The President's message
Good public morale is important in any properly functioning society and the Christmas message of President Michael D Higgins was designed to promote it and hold out the prospect of a more creative future in social and economic terms. At a time when many families are struggling with their financial obligations, he called for a better balance at European level between austerity measures and job creation. And in an implicit criticism of EU leaders, he urged a renewal of the founding idealism of a Europe based on common citizenship, social solidarity, cohesion and shared cultures.

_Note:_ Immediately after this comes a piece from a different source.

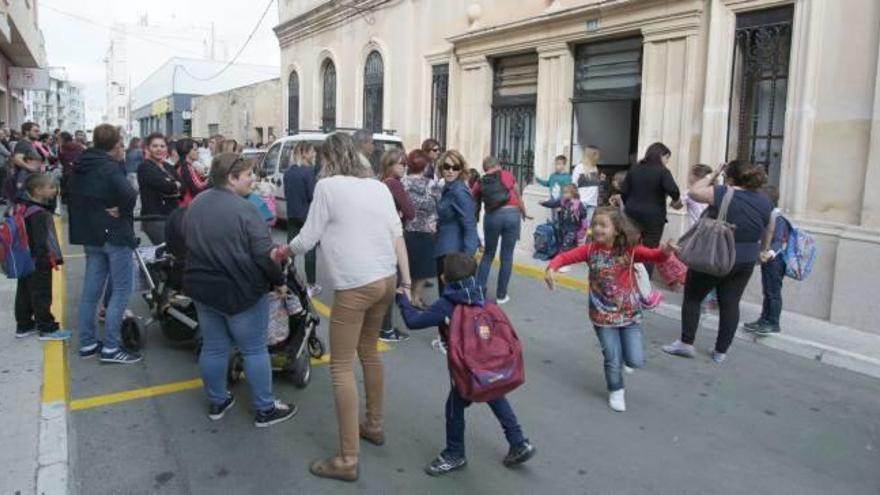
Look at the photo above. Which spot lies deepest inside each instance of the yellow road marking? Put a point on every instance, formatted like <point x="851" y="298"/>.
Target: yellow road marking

The President urged Irish people not to be downcast by temporary economic difficulties but to value and develop the potential for innovation that exists within communities. There was nothing particularly new in what he said. It was the support and understanding he offered that was important. Meeting young people at special conferences has been a feature of Mr Higgins’s first year in office, an experience that reinforced his conviction that they viewed the future in a positive light and were determined to contribute to constructive change. Our society was not defined by fiscal problems, he insisted, and networks of communities throughout the country were increasingly active in responding to their own and to society’s difficulties.
In supporting local development and encouraging a greater degree of community support for those in difficult personal and financial circumstances, the President paid tribute to those who maintain essential services – gardaí, prison officers, members of the Defence Forces, emergency services and medical staff – and wished them well. Mr Higgins referred to “our scattered people around the world who value their connection with their homeland”. In the context of a Christmas message, it was probably as much as could be expected. As for individual and public morale, his message was simple: Pause, reflect and celebrate the things we rightly cherish.